Bag om The Cookbook of Fless and Memories
As hardly any dinner is properly served without a simple joint, which may be deposited either on the table or sideboard, I have placed all plain joints, as also the directions for choosing meat, at the commencement of My Kitchen at Home, to which I shall beg to refer my readers while making the bills of fare, or choosing different qualities of meat.
Many of the profession will, I have no doubt, be surprised that I should dwell upon a subject which appears of so little importance, saying that, from the plain cook to the most professed, all know how to roast or boil a piece of meat, but there I must beg their pardon; I will instance myself: for, previously to my forming any intention of writing the present work, I had not devoted the time necessary to become professionally acquainted with it, always depending upon my roasting cook, who had constant practice, myself only having the knowledge of whether or not properly done.
I have since not only studied it closely, but have made in many respects improvements upon the old system, and many discoveries in that branch which I am sure is the most beneficial to all classes of society (remembering, as I have before stated, that three parts of the animal food of this country is served either plain roasted or boiled).

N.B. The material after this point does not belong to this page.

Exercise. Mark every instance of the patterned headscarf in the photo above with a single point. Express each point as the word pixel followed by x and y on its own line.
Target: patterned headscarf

My first study was the fire, which I soon perceived was too deep, consumed too much coal, and required poking every half hour, thus sending dust and dirt all over the joints, which were immediately basted to wash it off; seeing plainly this inconvenience, I immediately remedied it by inventing my new roasting fire-place, by which means I saved two hundred-weight of coals per day, besides the advantage of never requiring to be poked, being narrow and perpendicular; the fire is lighted with the greatest facility, and the front of the fire being placed a foot back in the chimney-piece, throws the heat of the fire direct upon the meat, and not out at the sides, as many persons know from the old roasting ranges.